La situación en la mayoría de las calles de Madrid es insoportable por la acumulación de basura y suciedad. En la mayoría, porque en algunas zonas, como el barrio más 'pìjo' de la capital, el barrio de Salamanca también conocido como la 'milla de oro' por las tiendas de lujo que allí se sitúan, está tan limpio como antes de la huelga, como igual de limpia está la acera de la calle Génova, donde se ubica la sede nacional del PP, la acera del Ayuntamiento de Madrid o los accesos del Museo del Prado. Tras el ultimátum dado por la alcaldesa, Ana Botella a empresas y sindicatos para que lleguen a un acuerdo antes del sábado y el anuncio de que si no hay acuerdo se recurrirá a la empresa pública Tragsa para recoger la basura, las cosas se han complicado aún más. El comité de empresa de Tragsa ya ha dicho que no se dejarán utilizar como "revienta huelgas".
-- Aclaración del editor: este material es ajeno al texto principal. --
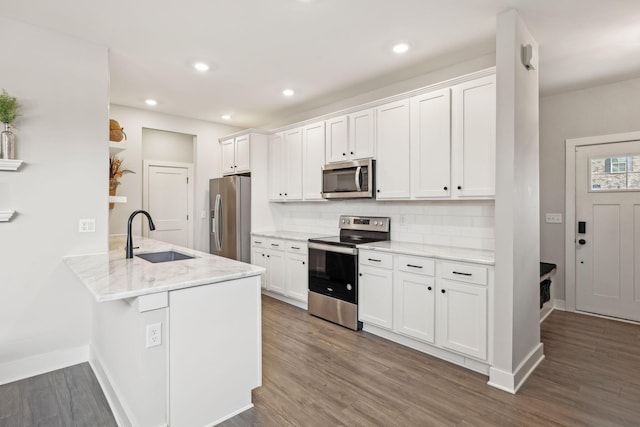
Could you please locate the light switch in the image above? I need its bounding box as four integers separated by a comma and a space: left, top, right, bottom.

"No participaremos en las artimañas de la alcaldesa"
Tragsa es una empresa pública que depende de la SEPI y que trabaja fundamentalmente para el Ministerio de Agricultura y Medioambiente en tareas que van desde la construcción de caminos rurales a limpieza de playas. Ya han actuado en huelgas de basura de otras ciudades como Granada, pero porque se había decretado alerta sanitaria, alerta que no se ha decretado en Madrid y que la alcaldesa ya ha anunciado que no piensa decretar. Tragsa afronta el mayor Expediente de Regulación de Empleo (ERE) acometido en una empresa pública y que implicará más de 1.600 despidos entre la matriz Tragsa y su filial Tragsatec.

Ante el anuncio de Ana Botella, los sindicatos UGT, Comisiones Obreras y CGT han hecho público un comunicado conjunto en el que textualmente dicen que "no estamos dispuestos a participar en las artimañas de la señora alcaldesa, incapaz de gestionar ningún tipo de conflicto". Los sindicatos cuestionan que Tragsa pueda actuar sin que se haya decretado la alerta sanitaria y que se debe acreditar que se incumplen los servicios mínimos. Aún así explican que nunca han intervenido por incumplimiento de dichos servicios. El presidente del comité de empresa, Ángel Hernández (UGT) ha declarado a El País que "no vamos a permitir que nos usen como reviente huelgas o esquiroles", y ha recordado que cuando intervinieron en la huelga de basuras de Jerez, algunos trabajadores de Tragsa fueron agredidos e incluso uno tuvo que ser hospitalizado.

La plantilla de Tragsa se solidariza con los barrenderos madrileños
El comité de empresa de Tragsa se ha solidarizado con los trabajadores de las contratas de limpieza del Ayuntamiento de Madrid, a los que han trasladado su "total apoyo" a sus "justas reivindicaciones" ante las intenciones de las empresas adjudicatarias de despedir a 1.134 trabajadores y bajarles el sueldo un 40% a los que queden.

Por su parte la alcaldesa mantiene la estrategia de intentar circunscribir el conflicto a una cuestión entre empresas y trabajadores, pero tanto las empresas adjudicatarias, OHL, SACYR y FCC, como los sindicatos afirman que el equipo de gobierno sabía que la reducción de la cuantía económica de los contratos implicaba reducción de plantilla. Los sindicatos recuerdan además que la alcaldesa no puede desentenderse de un servicio público aunque esté privatizado.